First, BERT is used to create an embedding for each input/reply pair, and a timestamp is attached to give it some temporal info.
A buffer keeps the last 10 or so input/reply pairs beyond a token limit, and periodically summarise the short-term buffer into paragraph summaries that are then embedded; i used an overlap of 2 pairs between each summary. There’s an additional buffer that did the same thing with the summaries themselves, creating megasummaries. These get put into a hierarchical database where each summary has a link to what generated the summary. Depending on how patient i’m feeling i can configure the queries to use either the megasummary embedding or summary embedding for searching the database.
During conversation, the input as well as the last input/reply get fed into a different instruction prompt that says “Create three short sentences that accurately describe the topic, content, and if mentioned the date and time that are present in the current conversation”. The sentences, along with the input + last input/reply, are embedded and used to find the most relevant items in the chat history based on a weighed metric of 0.9*(1-cosine_distance(input+reply embedding, history embedding)+0.1*(input.norm(2)-reply.norm(2))^2 (magnitude term worked well when i was doing unsupervised learning, completely arbitrary here), which get added in the system prompt with some instructions on how to treat the included text as prior conversation history with timestamps. I found two approaches that worked well.
for lightweight predictable behaviour, take the average of the embeddings and randomly select N entries from the database, weighed on how closely they match using softmax + temperature to control memory exploration.

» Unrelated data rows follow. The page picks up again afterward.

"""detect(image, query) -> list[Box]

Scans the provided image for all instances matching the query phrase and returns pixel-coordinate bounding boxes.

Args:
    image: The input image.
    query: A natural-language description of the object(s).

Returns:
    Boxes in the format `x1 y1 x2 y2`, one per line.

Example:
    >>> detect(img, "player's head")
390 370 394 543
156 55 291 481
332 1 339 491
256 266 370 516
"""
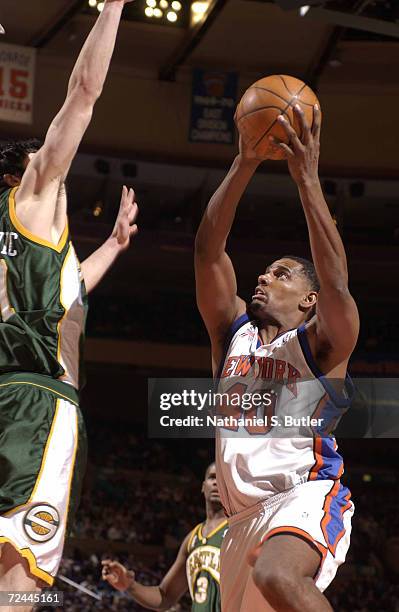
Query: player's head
201 463 221 506
249 255 320 324
0 139 41 192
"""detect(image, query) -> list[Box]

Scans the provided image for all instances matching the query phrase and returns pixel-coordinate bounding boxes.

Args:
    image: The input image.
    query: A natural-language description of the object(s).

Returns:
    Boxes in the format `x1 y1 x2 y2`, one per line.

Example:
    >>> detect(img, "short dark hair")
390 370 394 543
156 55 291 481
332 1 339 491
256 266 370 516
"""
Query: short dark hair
204 461 216 480
280 255 320 293
0 138 41 192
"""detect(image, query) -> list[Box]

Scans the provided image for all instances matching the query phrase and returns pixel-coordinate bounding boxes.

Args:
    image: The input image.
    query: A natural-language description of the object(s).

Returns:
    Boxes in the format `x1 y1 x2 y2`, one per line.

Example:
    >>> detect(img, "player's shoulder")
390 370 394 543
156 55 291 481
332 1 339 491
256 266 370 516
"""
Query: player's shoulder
185 523 203 552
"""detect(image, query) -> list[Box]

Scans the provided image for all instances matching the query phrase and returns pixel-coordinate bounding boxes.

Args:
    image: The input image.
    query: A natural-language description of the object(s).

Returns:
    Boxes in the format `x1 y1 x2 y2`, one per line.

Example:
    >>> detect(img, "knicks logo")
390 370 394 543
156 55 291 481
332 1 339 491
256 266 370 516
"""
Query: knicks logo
23 504 60 542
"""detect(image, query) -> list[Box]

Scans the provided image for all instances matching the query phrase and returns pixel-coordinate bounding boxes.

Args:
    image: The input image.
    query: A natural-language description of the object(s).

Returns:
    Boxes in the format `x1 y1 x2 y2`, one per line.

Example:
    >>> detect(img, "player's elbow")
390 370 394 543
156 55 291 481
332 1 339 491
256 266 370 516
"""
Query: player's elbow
68 73 102 107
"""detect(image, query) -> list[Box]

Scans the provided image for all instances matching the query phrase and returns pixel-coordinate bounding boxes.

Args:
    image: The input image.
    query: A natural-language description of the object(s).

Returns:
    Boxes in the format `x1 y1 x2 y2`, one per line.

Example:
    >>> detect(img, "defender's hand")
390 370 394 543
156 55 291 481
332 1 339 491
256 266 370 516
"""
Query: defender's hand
111 185 139 251
101 559 135 591
271 104 321 185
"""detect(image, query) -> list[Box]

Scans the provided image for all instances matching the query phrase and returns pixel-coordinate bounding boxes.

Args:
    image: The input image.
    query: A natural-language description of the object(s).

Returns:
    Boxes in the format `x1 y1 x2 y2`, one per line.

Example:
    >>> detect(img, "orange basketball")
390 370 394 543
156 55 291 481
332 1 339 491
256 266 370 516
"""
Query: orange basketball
236 74 320 159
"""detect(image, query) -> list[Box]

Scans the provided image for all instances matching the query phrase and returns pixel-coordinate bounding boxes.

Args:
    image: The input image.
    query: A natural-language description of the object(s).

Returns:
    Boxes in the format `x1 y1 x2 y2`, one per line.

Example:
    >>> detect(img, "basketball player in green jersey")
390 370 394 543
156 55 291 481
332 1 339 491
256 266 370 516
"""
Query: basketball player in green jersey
0 0 137 612
103 463 227 612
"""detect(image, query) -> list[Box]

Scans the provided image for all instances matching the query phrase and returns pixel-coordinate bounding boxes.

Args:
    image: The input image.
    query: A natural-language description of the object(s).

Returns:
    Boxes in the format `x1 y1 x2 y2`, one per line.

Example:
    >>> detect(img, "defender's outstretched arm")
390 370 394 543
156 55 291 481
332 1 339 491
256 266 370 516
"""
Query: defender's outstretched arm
16 0 130 224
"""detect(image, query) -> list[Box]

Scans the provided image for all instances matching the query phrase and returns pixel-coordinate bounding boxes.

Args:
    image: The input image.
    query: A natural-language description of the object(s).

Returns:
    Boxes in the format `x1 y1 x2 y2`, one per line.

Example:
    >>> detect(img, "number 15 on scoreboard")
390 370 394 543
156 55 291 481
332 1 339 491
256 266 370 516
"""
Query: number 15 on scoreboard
0 44 36 123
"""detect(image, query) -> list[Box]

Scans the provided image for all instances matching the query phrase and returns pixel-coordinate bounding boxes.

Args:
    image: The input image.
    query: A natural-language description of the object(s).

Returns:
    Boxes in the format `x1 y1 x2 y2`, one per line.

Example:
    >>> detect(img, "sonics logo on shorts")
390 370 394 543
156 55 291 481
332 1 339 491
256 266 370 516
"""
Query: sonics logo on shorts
23 504 60 542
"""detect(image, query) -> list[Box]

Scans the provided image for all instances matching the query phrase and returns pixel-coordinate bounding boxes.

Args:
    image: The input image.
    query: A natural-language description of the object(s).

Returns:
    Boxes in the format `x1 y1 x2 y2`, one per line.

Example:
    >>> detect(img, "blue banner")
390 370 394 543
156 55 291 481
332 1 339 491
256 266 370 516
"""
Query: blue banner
189 69 238 145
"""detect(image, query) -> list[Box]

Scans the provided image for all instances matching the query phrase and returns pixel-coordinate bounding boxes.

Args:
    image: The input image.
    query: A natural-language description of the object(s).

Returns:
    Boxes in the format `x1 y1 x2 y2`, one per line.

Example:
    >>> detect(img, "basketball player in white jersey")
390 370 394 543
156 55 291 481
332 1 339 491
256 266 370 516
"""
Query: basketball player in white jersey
195 106 359 612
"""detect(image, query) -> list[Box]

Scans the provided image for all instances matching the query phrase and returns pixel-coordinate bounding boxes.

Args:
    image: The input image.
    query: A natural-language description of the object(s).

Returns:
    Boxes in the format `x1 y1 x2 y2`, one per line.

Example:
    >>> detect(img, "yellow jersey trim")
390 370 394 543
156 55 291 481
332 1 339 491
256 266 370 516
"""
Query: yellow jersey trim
0 536 54 586
8 187 68 253
198 520 227 540
0 380 78 406
187 523 202 552
28 399 61 503
64 410 79 543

For more varied and exploratory recall, use N randomly weighted averages of the embeddings and find the closest matches for each. Bit slower because you have way more database hits, but it tends to perform much better at tying relevant information from otherwise unrelated conversations. I prefer the first method for doing research or literature review, second method is great when you’re rubber ducking an idea with the LLM.
an N of 3~5 works pretty well without taking up too much of the context window. Including the most relevant summary as well as the input/reply pairs gives the best general behaviour, strikes a good balance between broad recall and detail recall. The stratified summary approach also lets me prune input/reply entries if it they don’t get accessed much (whenever the db goes above a size limit, a script prunes a few dozen entries based on retrieval counts), while leaving the summary to retain some of the information.
It works better if you don’t use the full context window that the model is capable of. Transformer models just aren’t that great at needle in a haystack problems, and i’ve found a context window of 8~10k is the sweet spot for the model both paying attention to the conversation recall as well as the current conversation for the qwen models.
A ¿fun? side effect of this method is that using different system prompts for LLM behaviour will affect how the LLM summarises and recalls information, and it’s actually quite hard to avoid the LLM from developing a “personality” for lack of a better word. My first implementation included the phrase “a vulcan-like attention to formal logic”, and within a few days of testing each conversation summary started with “Ship’s log”, and developed a habit of calling me captain, probably a side effect of summaries ending up in the system prompt. It was pretty funny, but not exactly what i was aiming for.
apologies if this was a bit rambling, just played a huge set last night and i’m on a molly comedown.
Nah that’s some great info, though sounds like a pretty big project to set it up that way. Would definitely want to hear about it if you ever decide to put your work on a git repo somewhere.